X is a design matrix of size m x p
X=[x^1,...,x^n]', where the x_i's are the rows of X
Y=[y^1,...,y^n] is a matrix of size m x n
It implements the algorithms FISTA, ISTA and subgradient descent.
- if loss='square' and regul is a regularization function for vectors,
the entries of Y are real-valued, W = [w^1,...,w^n] is a matrix of size p x n
For all column y of Y, it computes a column w of W such that
w = argmin 0.5||y- X w||_2^2 + lambda1 psi(w)
- if loss='square' and regul is a regularization function for matrices
the entries of Y are real-valued, W is a matrix of size p x n.
It computes the matrix W such that
W = argmin 0.5||Y- X W||_F^2 + lambda1 psi(W)
- loss='square-missing' same as loss='square', but handles missing data
represented by NaN (not a number) in the matrix Y
- if loss='logistic' and regul is a regularization function for vectors,
the entries of Y are either -1 or +1, W = [w^1,...,w^n] is a matrix of size p x n
For all column y of Y, it computes a column w of W such that
w = argmin (1/m)sum_{j=1}^m log(1+e^(-y_j x^j' w)) + lambda1 psi(w),
where x^j is the j-th row of X.
- if loss='logistic' and regul is a regularization function for matrices
the entries of Y are either -1 or +1, W is a matrix of size p x n
W = argmin sum_{i=1}^n(1/m)sum_{j=1}^m log(1+e^(-y^i_j x^j' w^i)) + lambda1 psi(W)

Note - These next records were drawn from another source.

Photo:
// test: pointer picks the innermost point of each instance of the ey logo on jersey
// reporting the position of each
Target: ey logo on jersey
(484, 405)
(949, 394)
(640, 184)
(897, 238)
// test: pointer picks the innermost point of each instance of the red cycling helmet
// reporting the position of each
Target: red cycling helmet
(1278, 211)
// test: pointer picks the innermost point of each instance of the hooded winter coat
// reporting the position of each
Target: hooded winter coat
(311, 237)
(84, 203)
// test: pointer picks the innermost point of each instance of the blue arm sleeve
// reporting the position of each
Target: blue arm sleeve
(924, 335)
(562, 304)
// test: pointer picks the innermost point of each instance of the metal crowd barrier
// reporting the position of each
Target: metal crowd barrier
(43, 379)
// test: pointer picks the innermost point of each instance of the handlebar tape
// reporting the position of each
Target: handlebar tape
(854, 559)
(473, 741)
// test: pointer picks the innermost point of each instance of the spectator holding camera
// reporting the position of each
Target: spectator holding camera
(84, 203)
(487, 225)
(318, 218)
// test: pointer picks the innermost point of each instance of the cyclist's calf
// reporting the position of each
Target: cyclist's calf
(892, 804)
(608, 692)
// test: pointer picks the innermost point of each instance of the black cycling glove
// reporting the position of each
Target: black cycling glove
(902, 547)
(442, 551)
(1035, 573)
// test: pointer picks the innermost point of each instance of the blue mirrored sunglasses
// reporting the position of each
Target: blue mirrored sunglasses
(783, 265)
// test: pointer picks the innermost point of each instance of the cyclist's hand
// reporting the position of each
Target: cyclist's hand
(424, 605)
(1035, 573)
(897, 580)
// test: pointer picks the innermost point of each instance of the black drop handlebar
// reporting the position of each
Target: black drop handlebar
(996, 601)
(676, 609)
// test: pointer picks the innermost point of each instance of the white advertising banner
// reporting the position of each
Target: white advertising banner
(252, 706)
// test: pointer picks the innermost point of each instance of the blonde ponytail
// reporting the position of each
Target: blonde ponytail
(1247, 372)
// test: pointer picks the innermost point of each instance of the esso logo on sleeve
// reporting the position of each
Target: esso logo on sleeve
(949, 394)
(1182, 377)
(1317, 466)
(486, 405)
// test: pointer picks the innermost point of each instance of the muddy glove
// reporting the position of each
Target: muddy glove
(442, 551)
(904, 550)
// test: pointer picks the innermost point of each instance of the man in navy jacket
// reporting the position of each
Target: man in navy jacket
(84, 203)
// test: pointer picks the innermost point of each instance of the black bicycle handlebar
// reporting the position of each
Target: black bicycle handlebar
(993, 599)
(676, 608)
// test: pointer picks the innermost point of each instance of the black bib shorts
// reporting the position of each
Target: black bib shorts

- if loss='multi-logistic' and regul is a regularization function for vectors,
the entries of Y are in {0,1,...,N} where N is the total number of classes
W = [W^1,...,W^n] is a matrix of size p x Nn, each submatrix W^i is of size p x N
for all submatrix WW of W, and column y of Y, it computes
WW = argmin (1/m)sum_{j=1}^m log(sum_{j=1}^r e^(x^j'(ww^j-ww^{y_j}))) + lambda1 sum_{j=1}^N psi(ww^j),
where ww^j is the j-th column of WW.
- if loss='multi-logistic' and regul is a regularization function for matrices,
the entries of Y are in {0,1,...,N} where N is the total number of classes
W is a matrix of size p x N, it computes
W = argmin (1/m)sum_{j=1}^m log(sum_{j=1}^r e^(x^j'(w^j-w^{y_j}))) + lambda1 psi(W)
where ww^j is the j-th column of WW.